Pendant trois mois, au printemps dernier, Misrata a été la ville de tous les dangers. Coupée du monde, assiégée par les troupes de Kadhafi, cette ville a donné lieu à l'une des batailles les plus féroces de la guerre civile libyenne.

La plupart des organisations humanitaires ont fini par boucler leurs valises, le temps que les choses se calment. L'une des rares à n'avoir jamais fui cette ville est Médecins sans frontières, qui a continué à donner des soins sous les bombes et les obus.

Forcément, après leur victoire, les combattants anti-Kadhafi ont gardé des liens de sympathie avec MSF. Au point de lui donner accès aux centres de détention où ils gardent leurs prisonniers de guerre.

Les médecins de MSF auraient préféré soigner ces détenus à l'hôpital. Impossible, leur ont répondu les libérateurs de Misrata: le risque qu'ils prennent la fuite ou qu'ils soient victimes de représailles est trop élevé.

Alors, MSF a entrepris de soigner les détenus à l'intérieur même des prisons. Au début, il s'agissait surtout de combattants pro-Kadhafi, blessés et capturés au front. Mais peu à peu, de nouveaux types de blessures ont fait leur apparition: brûlures de cigarettes, traces de coups sur la plante de pieds, tissus nécrosés à la suite d'électrochocs. MSF a alerté les nouvelles autorités de la ville. En vain: les signes de sévices infligés délibérément aux prisonniers se sont multipliés.

Le 4 janvier, 14 patients tout juste sortis d'un «centre d'interrogation» ont été confiés à MSF. «Ils étaient en très mauvais état», résume Christopher Stokes, du bureau de l'ONG à Bruxelles. Certains avaient des fractures, plusieurs ne pouvaient plus marcher. Il n'y avait pas de doute: ils avaient tous été torturés.

MSF a fait admettre ces détenus dans un hôpital de Misrata. Le soir même, 13 d'entre eux ont été renvoyés vers leurs interrogateurs.

L'ONG médicale s'est retrouvée dans une situation éthiquement intenable. «On risquait de devenir un service de traitement entre deux séances de torture», dit Christopher Stokes.

MSF a encore agité le drapeau rouge, en vain. La torture se poursuivait bel et bien dans les centres de détention de Misrata. Jeudi, l'organisation médicale a annoncé sa décision de quitter ces prisons.

Le même jour, Amnistie internationale a publié les résultats d'une enquête menée à Tripoli, à Gheryan et à Misrata, dans l'ouest du pays. Constat: la pratique de la torture y est généralisée. Plusieurs détenus y ont laissé leur peau.

L'enquête a été menée par Donatella Rovera, que j'ai jointe par téléphone jeudi, à Misrata. Les méthodes de torture les plus fréquentes? «Les détenus sont frappés avec des barres de fer ou des câbles électriques, ou alors suspendus par les mains ou par les jambes.»

Le problème de fond, c'est que, trois mois après la chute de Kadhafi, «l'appareil judiciaire libyen ne fonctionne pas». Concrètement, cela signifie que les prisonniers de guerre - ils seraient 8 500, selon l'ONU - n'ont pas été inculpés et qu'ils n'ont pas droit aux services d'un avocat. En attendant, ils sont torturés jusqu'à ce qu'ils avouent des crimes réels ou imaginaires.

En arrière-plan, il y a le contexte plus large d'un pays qui se relève mal de la guerre civile, où les autorités centrales ont peu de pouvoir et sont déjà contestées par la population.
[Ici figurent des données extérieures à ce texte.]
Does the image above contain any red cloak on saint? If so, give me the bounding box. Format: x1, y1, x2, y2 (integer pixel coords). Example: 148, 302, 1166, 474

Un pays où des milices jamais désarmées font la loi. Et où le pouvoir central ne peut pas ou ne veut pas intervenir. Selon Donatella Rovera, «c'est le règne de l'impunité».

La révolution libyenne n'est pas la première à régler ses comptes dans le sang après avoir fait vaciller un tyran. Mais les rebelles libyens ont reçu un gros coup de pouce international. Sans l'aide militaire de l'OTAN, à laquelle le Canada a généreusement contribué, Kadhafi serait toujours au pouvoir à Tripoli.

La «transition difficile» que connaît le pays, selon l'euphémisme de l'ONU, commence à être gênante. Il est temps de demander des comptes aux nouveaux dirigeants et de les aider à transformer leur jungle postrévolutionnaire en quelque chose qui commence à ressembler à un État de droit.